Guide · Événementiel
Combien d’agents de sécurité pour un événement ? La méthode de calcul
La question arrive dans presque toutes les demandes de devis, et la réponse honnête n’est jamais un chiffre sec. Voici la méthode que nous appliquons, les fourchettes que nous constatons, et les erreurs qui coûtent cher.
L'essentiel
Aucun texte n’impose un ratio du type « un agent pour 100 personnes ». Le bon effectif se calcule à partir du pic d’affluence (pas de la jauge totale), du nombre d’accès à tenir, de la configuration du site (clos ou ouvert), du profil du public, de la présence d’alcool et de l’heure réelle de fin. En pratique, les dispositifs se situent le plus souvent entre 1 agent pour 100 personnes (public jeune, alcool, site ouvert la nuit) et 1 agent pour 250 (salon professionnel, salle fermée), avec un minimum de deux agents dès qu’il y a une entrée à tenir et un intérieur à surveiller, et un chef de poste dès quatre à cinq agents.
Sommaire7 sections
- Il n’existe pas de ratio légal
- Les six facteurs qui dimensionnent un dispositif
- Ordres de grandeur par type d’événement
- Raisonner en postes, pas en nombre de têtes
- Ce que le maire ou la préfecture peuvent exiger
- Les erreurs les plus fréquentes
- Un exemple chiffré : fête de village de 800 personnes
- Questions fréquentes
Il n’existe pas de ratio légal
Contrairement à une idée répandue, aucun texte ne fixe un nombre d’agents de sécurité par tranche de spectateurs pour un événement privé, associatif ou commercial. Le Code de la sécurité intérieure encadre qui peut exercer la surveillance — des agents titulaires d’une carte professionnelle, employés par une entreprise disposant d’une autorisation d’exercice — et ce qu’ils peuvent faire, mais pas combien il en faut.
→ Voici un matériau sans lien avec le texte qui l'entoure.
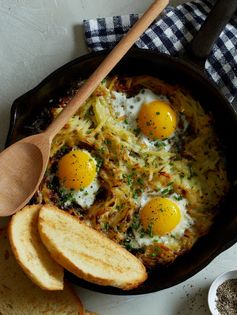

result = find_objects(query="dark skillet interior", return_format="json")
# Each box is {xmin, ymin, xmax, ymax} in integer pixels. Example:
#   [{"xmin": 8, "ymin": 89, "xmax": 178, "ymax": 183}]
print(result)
[{"xmin": 6, "ymin": 49, "xmax": 237, "ymax": 295}]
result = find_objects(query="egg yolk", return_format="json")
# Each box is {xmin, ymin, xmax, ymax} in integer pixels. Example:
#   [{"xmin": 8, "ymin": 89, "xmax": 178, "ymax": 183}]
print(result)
[
  {"xmin": 57, "ymin": 150, "xmax": 96, "ymax": 190},
  {"xmin": 138, "ymin": 100, "xmax": 176, "ymax": 140},
  {"xmin": 140, "ymin": 197, "xmax": 181, "ymax": 236}
]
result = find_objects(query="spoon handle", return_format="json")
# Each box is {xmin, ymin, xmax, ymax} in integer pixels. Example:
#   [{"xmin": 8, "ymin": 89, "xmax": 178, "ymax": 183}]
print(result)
[{"xmin": 45, "ymin": 0, "xmax": 169, "ymax": 139}]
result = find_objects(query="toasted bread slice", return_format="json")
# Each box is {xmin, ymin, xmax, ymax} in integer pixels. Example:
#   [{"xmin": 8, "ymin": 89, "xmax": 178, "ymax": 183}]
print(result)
[
  {"xmin": 0, "ymin": 230, "xmax": 84, "ymax": 315},
  {"xmin": 38, "ymin": 205, "xmax": 147, "ymax": 290},
  {"xmin": 8, "ymin": 205, "xmax": 64, "ymax": 290}
]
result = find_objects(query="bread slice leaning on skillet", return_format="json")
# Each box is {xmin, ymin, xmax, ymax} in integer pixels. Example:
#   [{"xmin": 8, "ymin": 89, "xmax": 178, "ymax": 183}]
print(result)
[
  {"xmin": 0, "ymin": 230, "xmax": 85, "ymax": 315},
  {"xmin": 38, "ymin": 205, "xmax": 147, "ymax": 290},
  {"xmin": 8, "ymin": 205, "xmax": 64, "ymax": 290}
]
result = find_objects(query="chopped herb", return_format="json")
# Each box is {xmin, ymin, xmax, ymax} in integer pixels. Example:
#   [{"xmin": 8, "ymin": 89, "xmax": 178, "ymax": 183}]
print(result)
[
  {"xmin": 137, "ymin": 177, "xmax": 144, "ymax": 185},
  {"xmin": 95, "ymin": 156, "xmax": 104, "ymax": 170},
  {"xmin": 103, "ymin": 222, "xmax": 109, "ymax": 231},
  {"xmin": 146, "ymin": 223, "xmax": 153, "ymax": 237},
  {"xmin": 174, "ymin": 195, "xmax": 183, "ymax": 201},
  {"xmin": 104, "ymin": 139, "xmax": 111, "ymax": 145},
  {"xmin": 133, "ymin": 128, "xmax": 141, "ymax": 135},
  {"xmin": 155, "ymin": 140, "xmax": 166, "ymax": 148}
]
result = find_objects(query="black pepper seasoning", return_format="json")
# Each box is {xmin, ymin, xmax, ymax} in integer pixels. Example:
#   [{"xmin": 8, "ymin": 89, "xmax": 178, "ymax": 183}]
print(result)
[{"xmin": 216, "ymin": 279, "xmax": 237, "ymax": 315}]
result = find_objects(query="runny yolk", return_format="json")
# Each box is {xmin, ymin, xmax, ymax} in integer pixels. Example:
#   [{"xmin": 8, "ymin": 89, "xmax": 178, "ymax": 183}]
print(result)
[
  {"xmin": 138, "ymin": 100, "xmax": 176, "ymax": 140},
  {"xmin": 140, "ymin": 197, "xmax": 181, "ymax": 236},
  {"xmin": 57, "ymin": 150, "xmax": 96, "ymax": 190}
]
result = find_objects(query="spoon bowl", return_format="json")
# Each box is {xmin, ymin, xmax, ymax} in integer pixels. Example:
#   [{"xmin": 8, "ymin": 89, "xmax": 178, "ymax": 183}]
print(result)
[{"xmin": 0, "ymin": 133, "xmax": 50, "ymax": 216}]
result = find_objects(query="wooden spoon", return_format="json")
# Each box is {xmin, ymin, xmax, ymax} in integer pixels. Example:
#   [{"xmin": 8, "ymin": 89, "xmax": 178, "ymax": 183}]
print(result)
[{"xmin": 0, "ymin": 0, "xmax": 169, "ymax": 216}]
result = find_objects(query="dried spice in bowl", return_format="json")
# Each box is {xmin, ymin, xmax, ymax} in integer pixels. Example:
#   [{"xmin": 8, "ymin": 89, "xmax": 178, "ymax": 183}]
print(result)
[{"xmin": 216, "ymin": 279, "xmax": 237, "ymax": 315}]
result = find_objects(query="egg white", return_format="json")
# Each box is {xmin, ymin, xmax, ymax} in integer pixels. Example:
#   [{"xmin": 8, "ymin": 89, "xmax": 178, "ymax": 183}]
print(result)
[
  {"xmin": 111, "ymin": 89, "xmax": 188, "ymax": 151},
  {"xmin": 59, "ymin": 150, "xmax": 100, "ymax": 209},
  {"xmin": 133, "ymin": 193, "xmax": 194, "ymax": 248}
]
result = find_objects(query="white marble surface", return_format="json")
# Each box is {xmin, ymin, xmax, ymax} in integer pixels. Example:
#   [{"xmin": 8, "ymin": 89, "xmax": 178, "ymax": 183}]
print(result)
[{"xmin": 0, "ymin": 0, "xmax": 237, "ymax": 315}]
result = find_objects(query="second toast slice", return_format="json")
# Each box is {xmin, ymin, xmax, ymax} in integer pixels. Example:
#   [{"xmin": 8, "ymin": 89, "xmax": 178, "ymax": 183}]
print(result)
[
  {"xmin": 38, "ymin": 205, "xmax": 147, "ymax": 290},
  {"xmin": 8, "ymin": 205, "xmax": 64, "ymax": 290}
]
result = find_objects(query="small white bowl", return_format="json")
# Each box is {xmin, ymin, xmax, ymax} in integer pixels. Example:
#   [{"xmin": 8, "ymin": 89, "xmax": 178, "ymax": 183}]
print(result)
[{"xmin": 208, "ymin": 270, "xmax": 237, "ymax": 315}]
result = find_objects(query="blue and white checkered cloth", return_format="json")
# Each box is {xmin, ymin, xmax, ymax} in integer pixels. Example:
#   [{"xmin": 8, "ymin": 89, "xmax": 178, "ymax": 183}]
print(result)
[{"xmin": 84, "ymin": 0, "xmax": 237, "ymax": 102}]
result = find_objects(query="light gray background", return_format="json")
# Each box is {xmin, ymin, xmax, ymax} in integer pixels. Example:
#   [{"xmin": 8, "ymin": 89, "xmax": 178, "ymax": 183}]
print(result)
[{"xmin": 0, "ymin": 0, "xmax": 237, "ymax": 315}]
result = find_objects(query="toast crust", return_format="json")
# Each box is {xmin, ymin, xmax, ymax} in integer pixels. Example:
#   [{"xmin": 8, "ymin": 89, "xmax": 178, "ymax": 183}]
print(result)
[
  {"xmin": 38, "ymin": 205, "xmax": 147, "ymax": 290},
  {"xmin": 8, "ymin": 205, "xmax": 64, "ymax": 291},
  {"xmin": 0, "ymin": 229, "xmax": 85, "ymax": 315}
]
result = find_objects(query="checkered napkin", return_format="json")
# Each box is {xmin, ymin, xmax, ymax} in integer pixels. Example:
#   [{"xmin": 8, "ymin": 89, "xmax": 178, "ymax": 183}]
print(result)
[{"xmin": 84, "ymin": 0, "xmax": 237, "ymax": 102}]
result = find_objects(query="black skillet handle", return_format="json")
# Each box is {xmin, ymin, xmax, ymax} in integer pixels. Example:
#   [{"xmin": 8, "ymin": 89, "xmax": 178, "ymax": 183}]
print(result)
[{"xmin": 188, "ymin": 0, "xmax": 237, "ymax": 63}]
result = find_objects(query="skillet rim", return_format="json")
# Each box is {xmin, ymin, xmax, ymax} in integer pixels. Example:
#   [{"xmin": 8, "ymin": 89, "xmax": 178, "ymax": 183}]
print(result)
[{"xmin": 5, "ymin": 48, "xmax": 237, "ymax": 295}]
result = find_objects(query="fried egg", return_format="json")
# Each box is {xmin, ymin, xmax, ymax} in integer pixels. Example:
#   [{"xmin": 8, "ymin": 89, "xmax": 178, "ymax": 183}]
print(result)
[
  {"xmin": 133, "ymin": 193, "xmax": 194, "ymax": 249},
  {"xmin": 111, "ymin": 89, "xmax": 187, "ymax": 151},
  {"xmin": 57, "ymin": 149, "xmax": 100, "ymax": 209}
]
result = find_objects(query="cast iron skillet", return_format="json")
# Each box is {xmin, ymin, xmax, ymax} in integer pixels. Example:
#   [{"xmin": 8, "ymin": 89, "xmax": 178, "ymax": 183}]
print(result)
[{"xmin": 6, "ymin": 0, "xmax": 237, "ymax": 295}]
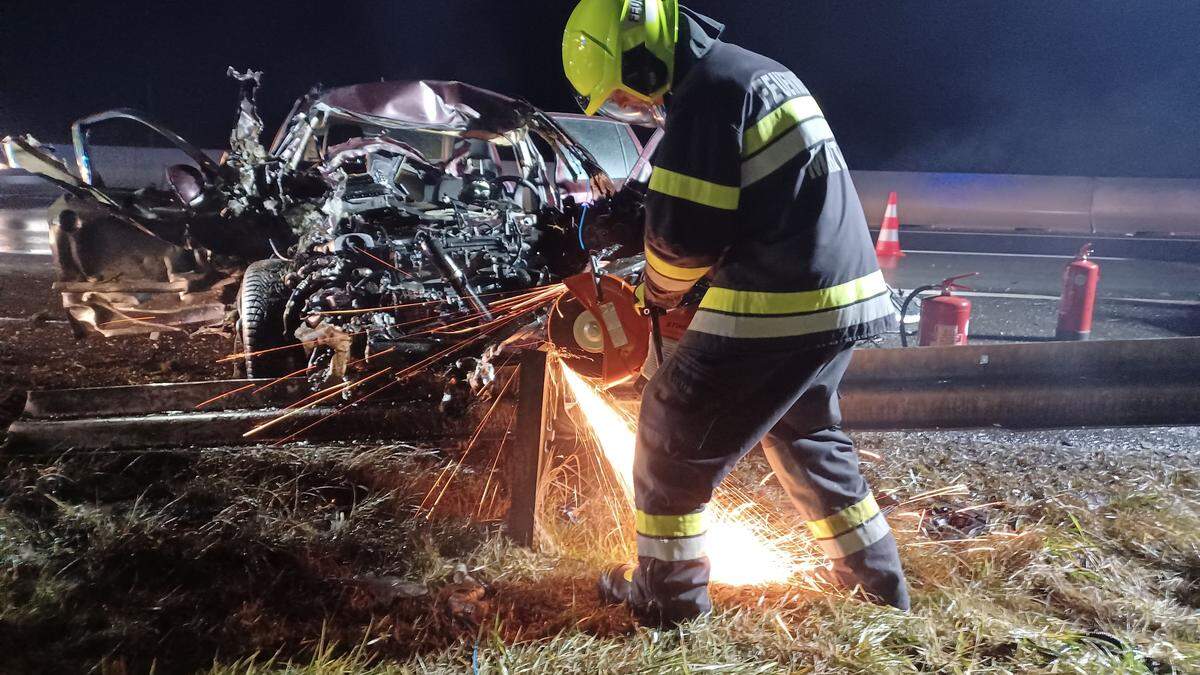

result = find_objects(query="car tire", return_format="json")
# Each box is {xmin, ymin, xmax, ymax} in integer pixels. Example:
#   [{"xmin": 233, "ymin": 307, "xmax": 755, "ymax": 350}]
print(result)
[{"xmin": 238, "ymin": 258, "xmax": 297, "ymax": 378}]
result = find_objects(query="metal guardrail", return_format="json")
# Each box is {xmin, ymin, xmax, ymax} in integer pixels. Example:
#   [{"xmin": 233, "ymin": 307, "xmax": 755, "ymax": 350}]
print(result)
[{"xmin": 6, "ymin": 338, "xmax": 1200, "ymax": 454}]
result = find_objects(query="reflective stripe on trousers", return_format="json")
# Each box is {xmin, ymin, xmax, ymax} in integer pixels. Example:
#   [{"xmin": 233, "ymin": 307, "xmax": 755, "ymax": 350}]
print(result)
[
  {"xmin": 808, "ymin": 495, "xmax": 892, "ymax": 558},
  {"xmin": 635, "ymin": 509, "xmax": 708, "ymax": 562}
]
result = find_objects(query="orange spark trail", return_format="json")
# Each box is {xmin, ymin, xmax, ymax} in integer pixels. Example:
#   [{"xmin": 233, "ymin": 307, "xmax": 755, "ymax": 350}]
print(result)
[
  {"xmin": 196, "ymin": 382, "xmax": 254, "ymax": 410},
  {"xmin": 241, "ymin": 368, "xmax": 391, "ymax": 438},
  {"xmin": 562, "ymin": 366, "xmax": 818, "ymax": 586}
]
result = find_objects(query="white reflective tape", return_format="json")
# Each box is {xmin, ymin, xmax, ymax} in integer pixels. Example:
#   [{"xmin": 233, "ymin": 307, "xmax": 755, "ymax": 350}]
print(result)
[
  {"xmin": 688, "ymin": 293, "xmax": 895, "ymax": 338},
  {"xmin": 637, "ymin": 534, "xmax": 704, "ymax": 562},
  {"xmin": 742, "ymin": 118, "xmax": 833, "ymax": 187},
  {"xmin": 817, "ymin": 513, "xmax": 892, "ymax": 558}
]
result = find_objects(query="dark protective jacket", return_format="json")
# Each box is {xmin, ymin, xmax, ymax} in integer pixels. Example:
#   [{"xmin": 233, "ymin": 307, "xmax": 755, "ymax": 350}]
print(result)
[{"xmin": 646, "ymin": 10, "xmax": 895, "ymax": 348}]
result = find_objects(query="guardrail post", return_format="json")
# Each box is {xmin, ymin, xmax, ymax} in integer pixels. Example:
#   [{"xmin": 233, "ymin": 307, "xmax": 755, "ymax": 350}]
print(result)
[{"xmin": 508, "ymin": 350, "xmax": 556, "ymax": 546}]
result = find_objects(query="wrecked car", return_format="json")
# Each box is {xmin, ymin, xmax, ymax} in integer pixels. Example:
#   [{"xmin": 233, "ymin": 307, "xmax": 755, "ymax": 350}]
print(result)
[{"xmin": 4, "ymin": 68, "xmax": 650, "ymax": 386}]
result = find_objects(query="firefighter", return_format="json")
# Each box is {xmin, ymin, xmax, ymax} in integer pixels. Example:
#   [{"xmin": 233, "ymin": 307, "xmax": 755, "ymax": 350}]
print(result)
[{"xmin": 563, "ymin": 0, "xmax": 908, "ymax": 625}]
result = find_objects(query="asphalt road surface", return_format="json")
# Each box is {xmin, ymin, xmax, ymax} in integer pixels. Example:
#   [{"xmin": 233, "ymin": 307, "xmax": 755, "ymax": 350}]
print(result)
[{"xmin": 883, "ymin": 251, "xmax": 1200, "ymax": 344}]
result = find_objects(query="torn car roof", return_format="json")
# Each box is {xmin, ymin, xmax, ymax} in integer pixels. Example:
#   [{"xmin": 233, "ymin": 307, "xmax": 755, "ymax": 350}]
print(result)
[{"xmin": 317, "ymin": 79, "xmax": 524, "ymax": 135}]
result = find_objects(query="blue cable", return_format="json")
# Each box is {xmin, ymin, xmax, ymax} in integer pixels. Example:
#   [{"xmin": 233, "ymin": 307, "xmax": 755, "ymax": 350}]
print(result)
[{"xmin": 580, "ymin": 204, "xmax": 588, "ymax": 251}]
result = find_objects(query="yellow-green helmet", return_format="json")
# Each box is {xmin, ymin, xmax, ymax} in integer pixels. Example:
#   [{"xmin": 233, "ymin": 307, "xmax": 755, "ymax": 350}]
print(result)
[{"xmin": 563, "ymin": 0, "xmax": 679, "ymax": 115}]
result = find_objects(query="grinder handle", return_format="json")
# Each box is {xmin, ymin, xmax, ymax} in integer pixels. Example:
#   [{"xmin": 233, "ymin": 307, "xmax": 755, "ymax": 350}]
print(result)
[{"xmin": 642, "ymin": 306, "xmax": 662, "ymax": 368}]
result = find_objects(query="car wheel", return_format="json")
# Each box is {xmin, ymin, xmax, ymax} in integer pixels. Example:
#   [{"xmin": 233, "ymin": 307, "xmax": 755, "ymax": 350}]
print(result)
[{"xmin": 238, "ymin": 259, "xmax": 304, "ymax": 378}]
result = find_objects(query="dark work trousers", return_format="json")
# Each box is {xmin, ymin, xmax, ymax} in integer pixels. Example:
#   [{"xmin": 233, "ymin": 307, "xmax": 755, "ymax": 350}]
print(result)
[{"xmin": 630, "ymin": 334, "xmax": 908, "ymax": 623}]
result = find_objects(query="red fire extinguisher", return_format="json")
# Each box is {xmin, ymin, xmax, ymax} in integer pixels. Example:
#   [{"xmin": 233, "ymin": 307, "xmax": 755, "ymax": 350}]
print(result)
[
  {"xmin": 1055, "ymin": 244, "xmax": 1100, "ymax": 340},
  {"xmin": 900, "ymin": 271, "xmax": 979, "ymax": 347}
]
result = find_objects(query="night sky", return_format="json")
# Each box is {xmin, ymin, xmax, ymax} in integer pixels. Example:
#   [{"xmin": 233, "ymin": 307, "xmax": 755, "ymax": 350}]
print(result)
[{"xmin": 0, "ymin": 0, "xmax": 1200, "ymax": 178}]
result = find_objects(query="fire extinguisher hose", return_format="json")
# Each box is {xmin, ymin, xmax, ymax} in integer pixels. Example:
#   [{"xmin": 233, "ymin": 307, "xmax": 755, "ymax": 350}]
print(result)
[{"xmin": 900, "ymin": 283, "xmax": 942, "ymax": 347}]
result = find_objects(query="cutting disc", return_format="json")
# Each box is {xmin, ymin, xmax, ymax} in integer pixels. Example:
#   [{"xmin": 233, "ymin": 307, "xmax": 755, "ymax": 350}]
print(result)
[
  {"xmin": 546, "ymin": 273, "xmax": 649, "ymax": 387},
  {"xmin": 547, "ymin": 293, "xmax": 604, "ymax": 377}
]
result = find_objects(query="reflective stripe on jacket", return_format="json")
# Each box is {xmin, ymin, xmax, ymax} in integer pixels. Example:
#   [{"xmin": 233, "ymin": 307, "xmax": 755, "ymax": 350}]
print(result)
[{"xmin": 646, "ymin": 41, "xmax": 895, "ymax": 345}]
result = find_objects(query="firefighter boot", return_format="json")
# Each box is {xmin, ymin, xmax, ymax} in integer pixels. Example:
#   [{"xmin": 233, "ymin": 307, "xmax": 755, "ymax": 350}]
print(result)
[
  {"xmin": 596, "ymin": 563, "xmax": 635, "ymax": 604},
  {"xmin": 596, "ymin": 563, "xmax": 712, "ymax": 628}
]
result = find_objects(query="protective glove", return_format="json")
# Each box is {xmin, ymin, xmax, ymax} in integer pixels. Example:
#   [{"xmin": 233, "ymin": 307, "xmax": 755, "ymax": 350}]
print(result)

Le nombre d’agents résulte de trois sources : l’analyse de risque de l’organisateur, qui en porte la responsabilité ; les prescriptions éventuelles de l’autorité — maire ou préfet — lorsque l’événement est déclaré ou soumis à autorisation ; et les exigences du lieu ou de l’assureur. Le fameux « un agent pour cent personnes » n’est qu’un repère de bon sens : souvent juste pour une soirée avec alcool, excessif pour un salon professionnel, et parfois insuffisant pour un site ouvert la nuit.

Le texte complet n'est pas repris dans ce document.